Le “1,50 TA”, un VRP de 75 ans à réinventer

Quel professionnel de l’assurance collective ne s’est jamais posé la question de savoir si l’obligation dite du « 1,50 TA » pouvait être atteinte en prenant en compte le financement d’une garantie de frais de santé ? Cette interrogation va désormais appartenir au passé après que la Cour de cassation ait tranché, le 30 mars dernier, le problème. Si cette réponse jurisprudentielle mérite l’analyse, elle invite également et surtout à relever les questions encore en suspens, et mesurer l’intérêt de cette disposition pour l’avenir au sein du paysage des assurances collectives de salariés, interrogeant la façon dont la discipline peut ou doit se réinventer.
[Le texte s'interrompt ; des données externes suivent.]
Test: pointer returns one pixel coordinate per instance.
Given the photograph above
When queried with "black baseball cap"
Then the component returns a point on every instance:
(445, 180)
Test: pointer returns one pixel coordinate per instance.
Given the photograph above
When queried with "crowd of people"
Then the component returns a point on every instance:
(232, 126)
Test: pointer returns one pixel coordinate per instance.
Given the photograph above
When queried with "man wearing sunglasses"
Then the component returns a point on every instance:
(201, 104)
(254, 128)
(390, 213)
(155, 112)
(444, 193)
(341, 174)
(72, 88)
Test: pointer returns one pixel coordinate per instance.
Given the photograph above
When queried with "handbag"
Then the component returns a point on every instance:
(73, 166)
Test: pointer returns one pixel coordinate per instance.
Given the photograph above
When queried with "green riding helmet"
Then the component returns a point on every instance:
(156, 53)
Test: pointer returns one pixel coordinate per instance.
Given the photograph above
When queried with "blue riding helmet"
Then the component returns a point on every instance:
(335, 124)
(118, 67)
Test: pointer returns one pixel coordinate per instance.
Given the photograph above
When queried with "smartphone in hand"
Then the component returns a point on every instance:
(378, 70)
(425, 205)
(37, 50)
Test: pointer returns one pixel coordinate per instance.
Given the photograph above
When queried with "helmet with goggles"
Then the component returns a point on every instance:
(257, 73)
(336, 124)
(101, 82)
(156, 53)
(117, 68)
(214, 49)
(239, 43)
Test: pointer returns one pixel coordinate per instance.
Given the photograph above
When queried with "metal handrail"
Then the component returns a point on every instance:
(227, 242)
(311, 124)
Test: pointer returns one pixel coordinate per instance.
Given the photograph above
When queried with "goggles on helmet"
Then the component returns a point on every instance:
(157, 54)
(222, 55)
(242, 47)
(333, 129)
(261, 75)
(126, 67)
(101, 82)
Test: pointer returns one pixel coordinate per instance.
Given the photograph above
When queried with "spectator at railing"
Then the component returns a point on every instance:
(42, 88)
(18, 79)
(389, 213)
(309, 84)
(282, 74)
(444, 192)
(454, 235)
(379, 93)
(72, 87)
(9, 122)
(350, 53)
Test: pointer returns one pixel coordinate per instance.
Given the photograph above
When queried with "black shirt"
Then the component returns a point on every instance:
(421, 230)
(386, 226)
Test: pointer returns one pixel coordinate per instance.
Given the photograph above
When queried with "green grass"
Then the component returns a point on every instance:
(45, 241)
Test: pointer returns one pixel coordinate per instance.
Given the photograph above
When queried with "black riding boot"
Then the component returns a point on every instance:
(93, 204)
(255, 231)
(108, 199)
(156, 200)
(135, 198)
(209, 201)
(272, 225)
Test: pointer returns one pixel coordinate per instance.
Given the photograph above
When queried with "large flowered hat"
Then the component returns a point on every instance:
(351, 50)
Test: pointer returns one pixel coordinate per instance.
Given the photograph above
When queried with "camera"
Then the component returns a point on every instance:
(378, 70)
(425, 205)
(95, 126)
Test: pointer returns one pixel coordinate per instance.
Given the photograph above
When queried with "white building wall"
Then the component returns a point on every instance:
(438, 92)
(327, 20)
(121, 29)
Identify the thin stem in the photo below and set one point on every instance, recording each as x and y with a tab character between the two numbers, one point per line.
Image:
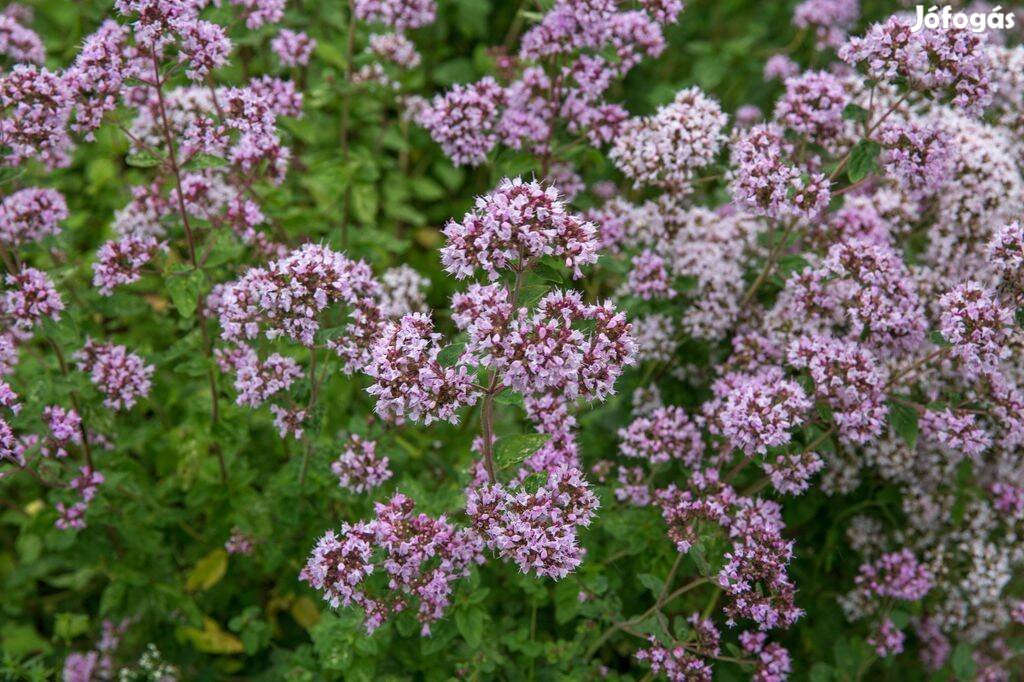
82	427
346	105
487	410
769	265
201	307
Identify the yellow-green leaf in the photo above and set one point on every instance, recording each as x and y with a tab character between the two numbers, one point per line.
208	570
212	638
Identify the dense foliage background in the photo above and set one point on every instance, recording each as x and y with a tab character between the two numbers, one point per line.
187	469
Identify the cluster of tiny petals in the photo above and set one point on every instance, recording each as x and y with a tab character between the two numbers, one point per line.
888	639
765	182
31	215
813	104
19	43
463	121
422	558
756	412
121	376
676	664
849	379
774	664
120	262
755	574
66	428
358	468
257	380
72	517
98	75
204	46
829	18
667	147
38	105
395	48
958	431
31	298
665	434
537	530
879	298
934	60
8	398
1006	252
977	326
897	574
707	499
921	158
289	421
543	351
396	13
791	474
293	47
288	297
517	223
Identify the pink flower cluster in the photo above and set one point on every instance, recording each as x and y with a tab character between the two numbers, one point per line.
544	350
288	296
120	262
665	434
31	298
257	380
849	379
756	412
666	148
31	215
538	529
422	558
358	468
933	60
977	325
513	226
410	381
121	376
765	181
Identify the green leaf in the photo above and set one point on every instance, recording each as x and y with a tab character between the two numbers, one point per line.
863	160
143	160
963	663
212	638
470	624
184	290
903	419
514	449
70	626
426	189
935	336
208	570
365	203
899	619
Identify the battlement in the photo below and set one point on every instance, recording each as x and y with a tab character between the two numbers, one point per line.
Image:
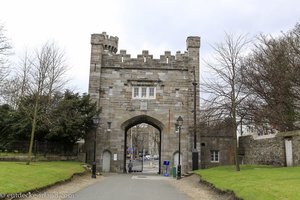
146	57
146	60
109	43
193	42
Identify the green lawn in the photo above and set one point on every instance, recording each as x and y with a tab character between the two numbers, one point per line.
18	177
256	182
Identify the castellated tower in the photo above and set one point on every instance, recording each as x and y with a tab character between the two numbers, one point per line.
146	90
101	44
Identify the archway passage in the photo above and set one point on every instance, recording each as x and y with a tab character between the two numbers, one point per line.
142	145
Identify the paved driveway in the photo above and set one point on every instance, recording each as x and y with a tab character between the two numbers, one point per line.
131	187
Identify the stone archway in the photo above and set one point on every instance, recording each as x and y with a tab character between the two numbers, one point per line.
139	120
106	162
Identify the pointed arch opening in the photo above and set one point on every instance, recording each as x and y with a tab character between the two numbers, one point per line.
142	144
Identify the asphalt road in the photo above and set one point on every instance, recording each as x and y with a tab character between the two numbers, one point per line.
131	187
Problème. – Les parties à la Convention collective AGIRC du 14 mars 1947 ne pensaient peut-être pas que l’article 7 titré « avantage de prévoyance » trouverait toujours application 75 ans plus tard. Les mots qu’ils ont employés sont restés inchangés, malgré la substitution de cet article par l’ANI du 17 novembre 2017 « relatif à la prévoyance des cadres », dans le prolongement de la fusion des régimes AGIRC/ARRCO. Les employeurs de salariés cadres (et de certains non cadres assimilés) doivent verser à un organisme assureur une cotisation égale à 1,50 % de la tranche de rémunération inférieure au plafond de sécurité sociale, ce financement étant affecté par priorité à la garantie décès. Si l’employeur ne peut justifier avoir rempli cette obligation de financement, les ayants droit d’un salarié défunt peuvent obtenir le versement d’un capital à titre de sanction forfaitaire égale à trois plafonds annuels de sécurité sociale (soumis à charges sociales).
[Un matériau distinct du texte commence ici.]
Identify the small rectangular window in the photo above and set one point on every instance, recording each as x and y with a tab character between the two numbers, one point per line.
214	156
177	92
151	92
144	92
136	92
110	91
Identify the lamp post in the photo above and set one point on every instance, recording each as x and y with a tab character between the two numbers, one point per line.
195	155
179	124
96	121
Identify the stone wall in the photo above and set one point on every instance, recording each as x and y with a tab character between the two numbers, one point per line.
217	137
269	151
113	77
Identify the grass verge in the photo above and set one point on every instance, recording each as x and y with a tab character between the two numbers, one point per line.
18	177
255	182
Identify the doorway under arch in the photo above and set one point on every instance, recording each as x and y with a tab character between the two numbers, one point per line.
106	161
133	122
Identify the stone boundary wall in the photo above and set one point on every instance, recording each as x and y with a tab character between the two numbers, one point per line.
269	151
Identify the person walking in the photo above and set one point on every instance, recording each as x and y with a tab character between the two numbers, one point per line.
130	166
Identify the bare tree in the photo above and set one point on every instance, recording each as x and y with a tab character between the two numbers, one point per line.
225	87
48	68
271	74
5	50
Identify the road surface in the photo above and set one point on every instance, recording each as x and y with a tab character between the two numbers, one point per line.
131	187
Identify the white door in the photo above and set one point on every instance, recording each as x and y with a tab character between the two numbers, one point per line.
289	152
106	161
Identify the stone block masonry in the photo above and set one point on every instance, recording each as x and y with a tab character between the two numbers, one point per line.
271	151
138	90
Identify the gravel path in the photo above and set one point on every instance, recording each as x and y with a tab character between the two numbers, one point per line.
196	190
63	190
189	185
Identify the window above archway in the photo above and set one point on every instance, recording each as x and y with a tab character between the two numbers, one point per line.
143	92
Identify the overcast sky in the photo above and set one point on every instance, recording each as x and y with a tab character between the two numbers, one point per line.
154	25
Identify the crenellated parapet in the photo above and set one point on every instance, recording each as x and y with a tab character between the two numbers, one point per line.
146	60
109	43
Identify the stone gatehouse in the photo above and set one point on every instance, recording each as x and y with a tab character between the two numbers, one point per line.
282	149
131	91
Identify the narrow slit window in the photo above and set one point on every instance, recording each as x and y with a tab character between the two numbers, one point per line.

On n’a guère fait mieux depuis comme outil d’aide à la vente d’assurance, puisque dès l’emploi d’un premier salarié cadre ou assimilé, le couperet de l’obligation de financer une « prévoyance » tombe sans délai. Mais rien n’est immuable dans ce bas monde, et tout a vocation à être raffiné. C’est à sa manière ce qu’a fait une organisation syndicale en sollicitant la Cour de cassation. Ses magistrats ont tranché dans le sens de l’employeur en jugeant que ce dernier avait respecté l’obligation en couplant un financement de garanties « incapacité, invalidité, décès » et « frais de santé ».

D’un point de vue sémantique, le débat avait l’intérêt de déterminer le sens qu’il faut donner au mot prévoyance, selon que l’on adopte une approche restrictive « de terrain » (la prévoyance lourde) ou cohérente avec différents textes de loi (incluant les frais de santé). Sans surprise, les juges ont retenu la logique juridique en jugeant que l’obligation du « 1,5 TA » pouvait être atteinte avec les frais de santé.

Sujets en suspens et devenir du dispositif. – Que les juristes et praticiens en mal de sujet de débat se rassurent, le « 1,50 TA » n’a pas livré tous ses mystères : on continuera à se demander ce que signifie l’exigence d’affecter la cotisation « par priorité au décès », l’incidence d’une dispense en frais de santé ou encore la détermination de la cotisation pour des salariés percevant une rémunération inférieure à un plafond de sécurité sociale.

Mais au-delà de ces subtilités juridiques pour spécialistes consentants, c’est davantage le rôle et la nature de cette garantie conventionnelle qui méritent d’être questionnés. Et par là même, d’interroger les partenaires sociaux négociant les ANI sur les évolutions qu’il serait bon pour tous de mettre en œuvre. Chacun connait le taux d’équipement des entreprises en matière de prévoyance lourde et de frais de santé. Le légitime souci de progrès social poursuivi par les syndicats doit passer par une réinvention du « 1,50 TA » vers un financement de garanties innovantes, comme la dépendance ou l’aide aux soignants. À l’après-guerre, la probabilité de mourir en période d’activité professionnelle était une réalité statistique évidente puisque l’espérance de vie avoisinait les 67 ans. Désormais, il n’est pas rare que quatre générations se côtoient. Il y a donc matière à employer le véhicule du « 1,50 TA » pour apporter aux cadres l’accès à ces nouvelles couvertures. On laissera alors la théorie du ruissellement faire son chemin pour l’ensemble des autres salariés.